The area where CBI has sparked most controversy is its use to block access to missing clinical data on approved products. This is a serious problem because physicians often lack the complete set of safety and efficacy data needed to understand how best to prescribe a drug. In 2007, for example, EMA cited CBI as the central justification for denying Cochrane Collaboration researchers access to clinical data on the diet drugs Xenical and Acomplia. The dispute subsequently ended up with the European Ombudsman, who ruled in 2010 that “clinical trial data do not contain commercially confidential information, and therefore EMA cannot refuse access.” Ever since that case, political pressure has been growing to increase data transparency and address the important problem of missing trial data on marketed drugs.
Last June, EMA drew up its policy on releasing trial data, placing summary and aggregate clinical data about approved products online, allowing researchers access to patient-level data and encouraging applicants to submit a prespecified data analysis plan. The FDA also drafted a proposal to make patient-level data available, the main difference being the information identifies only the drug class rather than individual products.

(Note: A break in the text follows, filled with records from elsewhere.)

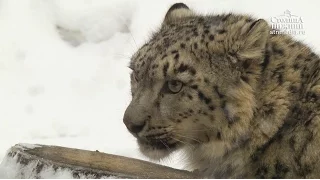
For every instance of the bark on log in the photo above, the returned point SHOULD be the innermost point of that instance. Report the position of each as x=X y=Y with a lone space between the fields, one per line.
x=92 y=164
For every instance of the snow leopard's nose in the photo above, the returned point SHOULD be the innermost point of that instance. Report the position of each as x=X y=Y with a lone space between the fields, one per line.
x=132 y=127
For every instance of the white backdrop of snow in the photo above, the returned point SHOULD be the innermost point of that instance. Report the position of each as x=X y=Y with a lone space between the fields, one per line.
x=58 y=94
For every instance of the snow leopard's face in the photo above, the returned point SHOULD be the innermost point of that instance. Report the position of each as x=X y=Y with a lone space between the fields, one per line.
x=186 y=90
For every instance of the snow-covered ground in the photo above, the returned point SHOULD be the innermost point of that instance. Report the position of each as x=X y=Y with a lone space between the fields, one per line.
x=70 y=88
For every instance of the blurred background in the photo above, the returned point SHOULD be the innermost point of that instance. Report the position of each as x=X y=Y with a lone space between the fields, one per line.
x=64 y=76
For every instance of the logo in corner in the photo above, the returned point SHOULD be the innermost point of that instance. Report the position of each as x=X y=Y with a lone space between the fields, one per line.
x=287 y=23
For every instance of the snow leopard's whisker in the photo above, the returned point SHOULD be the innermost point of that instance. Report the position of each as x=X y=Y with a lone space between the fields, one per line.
x=185 y=143
x=168 y=148
x=187 y=137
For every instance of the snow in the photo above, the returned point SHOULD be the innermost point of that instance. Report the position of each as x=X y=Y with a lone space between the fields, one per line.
x=13 y=170
x=71 y=87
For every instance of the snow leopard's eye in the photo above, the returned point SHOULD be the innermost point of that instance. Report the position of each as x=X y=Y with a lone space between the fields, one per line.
x=134 y=77
x=174 y=86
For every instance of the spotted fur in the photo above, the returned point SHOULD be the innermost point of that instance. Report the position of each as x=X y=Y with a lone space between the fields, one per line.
x=249 y=102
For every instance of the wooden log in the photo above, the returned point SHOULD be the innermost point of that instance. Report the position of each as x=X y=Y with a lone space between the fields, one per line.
x=90 y=164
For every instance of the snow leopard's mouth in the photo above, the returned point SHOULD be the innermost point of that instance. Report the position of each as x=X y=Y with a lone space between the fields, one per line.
x=157 y=149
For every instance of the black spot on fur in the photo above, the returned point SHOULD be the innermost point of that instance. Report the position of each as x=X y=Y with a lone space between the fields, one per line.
x=211 y=107
x=262 y=171
x=292 y=143
x=176 y=57
x=280 y=79
x=211 y=37
x=225 y=17
x=296 y=66
x=277 y=50
x=177 y=6
x=192 y=71
x=254 y=23
x=280 y=170
x=194 y=86
x=164 y=56
x=195 y=45
x=246 y=64
x=244 y=78
x=218 y=92
x=293 y=89
x=266 y=60
x=221 y=31
x=219 y=135
x=206 y=80
x=202 y=97
x=165 y=69
x=183 y=68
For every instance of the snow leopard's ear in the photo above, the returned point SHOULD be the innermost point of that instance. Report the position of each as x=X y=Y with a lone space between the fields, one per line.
x=177 y=11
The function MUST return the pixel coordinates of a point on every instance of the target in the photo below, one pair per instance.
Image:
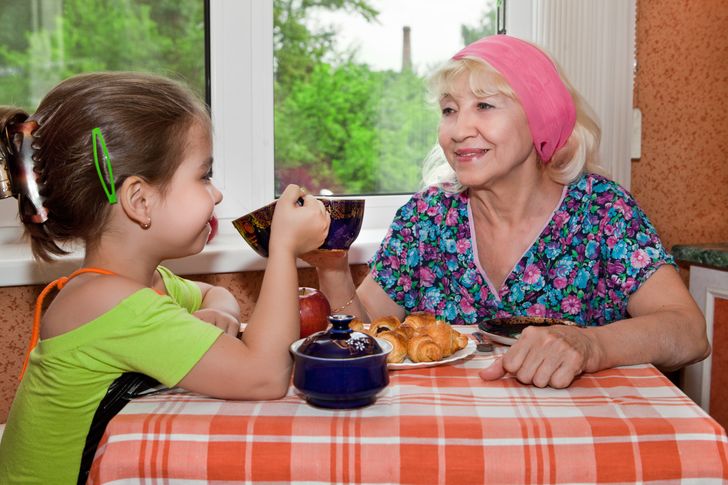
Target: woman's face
(485, 140)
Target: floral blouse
(595, 251)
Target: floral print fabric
(595, 251)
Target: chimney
(406, 49)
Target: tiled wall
(16, 318)
(681, 180)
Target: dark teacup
(346, 219)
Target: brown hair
(580, 153)
(144, 120)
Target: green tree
(486, 25)
(94, 35)
(299, 49)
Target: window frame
(241, 96)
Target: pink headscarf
(533, 76)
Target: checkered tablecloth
(439, 425)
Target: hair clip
(110, 193)
(22, 173)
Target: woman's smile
(470, 154)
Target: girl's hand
(298, 229)
(548, 356)
(220, 319)
(330, 259)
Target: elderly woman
(516, 221)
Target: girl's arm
(367, 302)
(259, 365)
(219, 307)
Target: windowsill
(227, 253)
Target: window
(45, 41)
(352, 114)
(252, 159)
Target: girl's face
(485, 139)
(183, 217)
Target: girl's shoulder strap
(56, 284)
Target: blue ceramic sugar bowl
(340, 368)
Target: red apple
(314, 308)
(213, 228)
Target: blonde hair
(579, 154)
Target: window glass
(45, 41)
(352, 111)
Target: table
(434, 425)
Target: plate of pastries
(420, 340)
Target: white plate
(459, 355)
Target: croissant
(441, 334)
(421, 348)
(447, 338)
(420, 319)
(399, 345)
(383, 324)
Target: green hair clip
(110, 192)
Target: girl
(122, 163)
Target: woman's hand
(298, 228)
(220, 319)
(548, 356)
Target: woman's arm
(666, 329)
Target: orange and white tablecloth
(439, 425)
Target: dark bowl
(346, 219)
(340, 383)
(511, 327)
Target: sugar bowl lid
(340, 342)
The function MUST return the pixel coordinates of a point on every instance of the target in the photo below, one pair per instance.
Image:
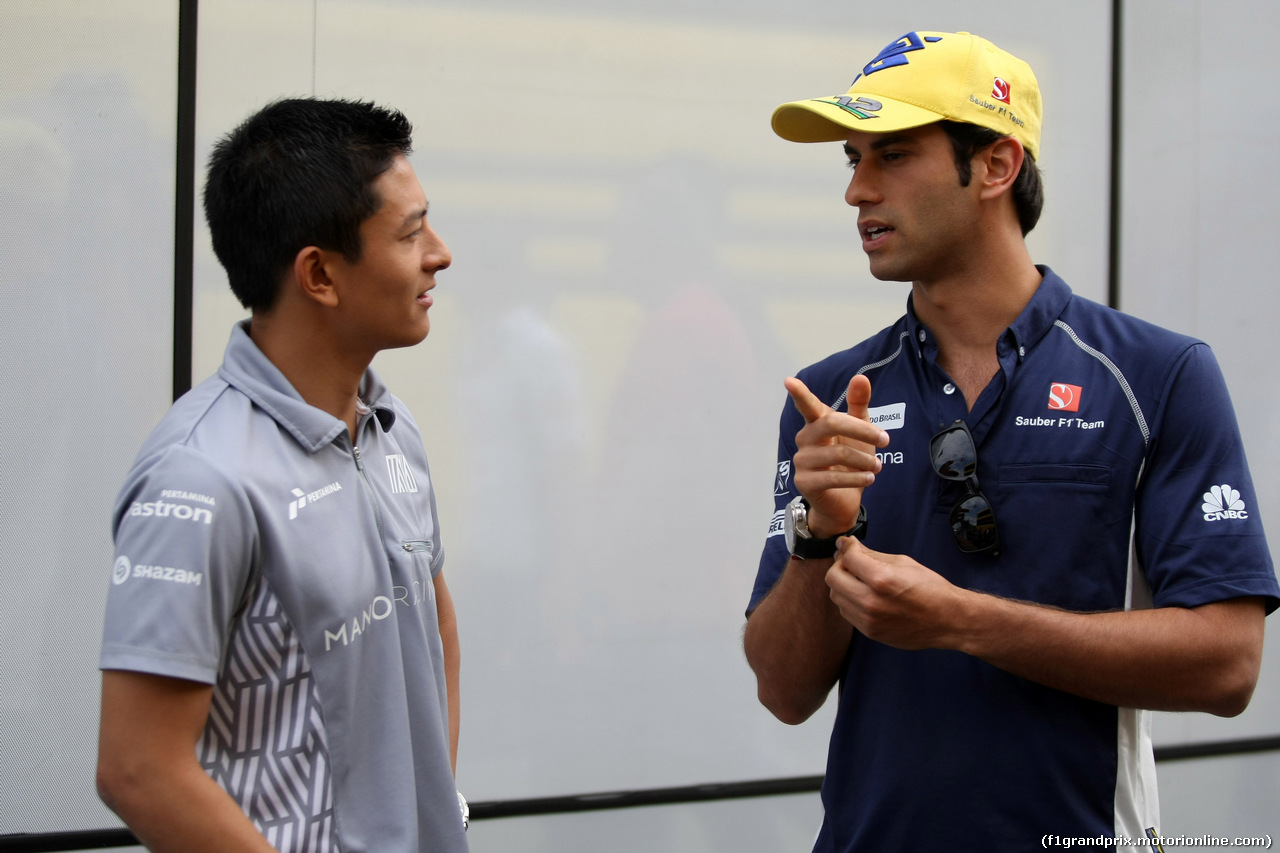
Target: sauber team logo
(784, 483)
(1064, 397)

Needless to say, the Pharmaceutical Research and Manufacturers of America (PhRMA) and the Biotechnology Industry Organization (BIO) have not welcomed these transparency initiatives with open arms. Instead, they would prefer that member companies voluntarily create their own access programs and control on an individual basis the types of information released and the people to whom that information is released.
The problem with this is that voluntary programs are not likely to engage enough companies to address the pernicious issue of missing clinical data. Some companies like GlaxoSmithKline and Roche may be prominent adopters of transparency, but how many of the other thousands of companies are likely to follow them without a business or regulatory incentive to do so?

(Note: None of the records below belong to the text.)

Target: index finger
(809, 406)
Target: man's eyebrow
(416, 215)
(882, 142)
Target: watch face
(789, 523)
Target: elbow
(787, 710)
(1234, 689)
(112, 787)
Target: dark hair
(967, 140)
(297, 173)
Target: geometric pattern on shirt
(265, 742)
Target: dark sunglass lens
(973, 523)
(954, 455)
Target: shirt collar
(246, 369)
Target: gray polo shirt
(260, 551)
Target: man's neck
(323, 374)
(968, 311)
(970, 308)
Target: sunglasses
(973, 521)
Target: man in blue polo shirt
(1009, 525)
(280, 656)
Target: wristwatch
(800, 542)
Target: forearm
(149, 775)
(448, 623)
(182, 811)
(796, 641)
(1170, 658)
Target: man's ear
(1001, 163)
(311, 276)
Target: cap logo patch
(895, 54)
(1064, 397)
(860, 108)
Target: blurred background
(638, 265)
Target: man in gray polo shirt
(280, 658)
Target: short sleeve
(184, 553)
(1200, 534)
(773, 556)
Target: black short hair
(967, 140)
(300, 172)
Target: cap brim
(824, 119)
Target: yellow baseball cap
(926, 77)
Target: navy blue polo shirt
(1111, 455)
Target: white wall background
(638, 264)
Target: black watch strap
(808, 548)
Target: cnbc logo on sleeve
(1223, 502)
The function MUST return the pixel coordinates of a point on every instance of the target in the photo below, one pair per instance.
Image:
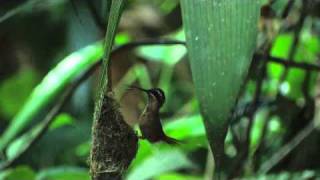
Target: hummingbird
(149, 121)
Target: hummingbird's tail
(171, 141)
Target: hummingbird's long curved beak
(138, 88)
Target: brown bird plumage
(149, 121)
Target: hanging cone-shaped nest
(114, 142)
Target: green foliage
(55, 81)
(15, 90)
(219, 60)
(63, 173)
(168, 55)
(60, 120)
(21, 173)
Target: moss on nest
(115, 143)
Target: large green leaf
(221, 37)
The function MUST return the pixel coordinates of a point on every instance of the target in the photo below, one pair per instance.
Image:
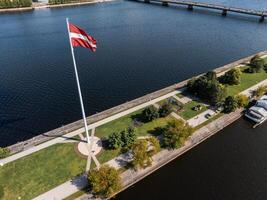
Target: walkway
(60, 139)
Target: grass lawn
(33, 175)
(209, 121)
(116, 125)
(247, 81)
(126, 121)
(187, 112)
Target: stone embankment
(130, 176)
(107, 113)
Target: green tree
(176, 134)
(123, 139)
(128, 137)
(142, 152)
(242, 100)
(4, 152)
(256, 64)
(232, 77)
(165, 110)
(260, 91)
(230, 104)
(150, 113)
(104, 181)
(208, 88)
(114, 141)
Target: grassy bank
(247, 81)
(33, 175)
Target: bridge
(225, 9)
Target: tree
(256, 64)
(230, 104)
(208, 88)
(123, 139)
(4, 152)
(231, 77)
(165, 110)
(176, 134)
(128, 137)
(260, 91)
(150, 113)
(242, 100)
(114, 141)
(104, 181)
(142, 152)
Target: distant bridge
(190, 5)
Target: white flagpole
(78, 84)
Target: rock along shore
(117, 109)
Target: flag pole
(78, 84)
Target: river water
(141, 48)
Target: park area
(30, 176)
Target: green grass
(209, 121)
(247, 80)
(126, 121)
(33, 175)
(115, 125)
(187, 112)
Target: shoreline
(44, 137)
(35, 6)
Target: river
(141, 48)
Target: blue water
(141, 48)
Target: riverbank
(43, 6)
(60, 151)
(92, 120)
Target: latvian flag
(80, 38)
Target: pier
(224, 9)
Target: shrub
(128, 137)
(230, 104)
(122, 139)
(150, 113)
(4, 152)
(231, 77)
(176, 134)
(242, 100)
(142, 152)
(208, 88)
(256, 64)
(165, 110)
(260, 91)
(104, 181)
(114, 141)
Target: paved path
(81, 130)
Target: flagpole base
(83, 147)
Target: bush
(142, 151)
(231, 77)
(165, 110)
(208, 88)
(15, 3)
(256, 64)
(176, 134)
(230, 104)
(242, 101)
(4, 152)
(122, 139)
(150, 113)
(104, 182)
(260, 91)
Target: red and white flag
(80, 38)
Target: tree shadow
(157, 131)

More to the point, is the type of data that regulators are planning to release on approved products really so business critical that it can only be trusted in the hands of companies? The European Ombudsman, European Parliament and member states believe not. In which case, the key question is, why shouldn't the public and research community have the right to access all the relevant clinical trial data relating to the clinical safety and efficacy of products that have been approved for market release?
At the moment, no one in industry has provided an answer. And until someone does, all the foot-dragging and legal wrangling with regulators is going to reinforce one thing: the perception that this is an industry primarily driven by profit, rather than the needs of the patients it serves.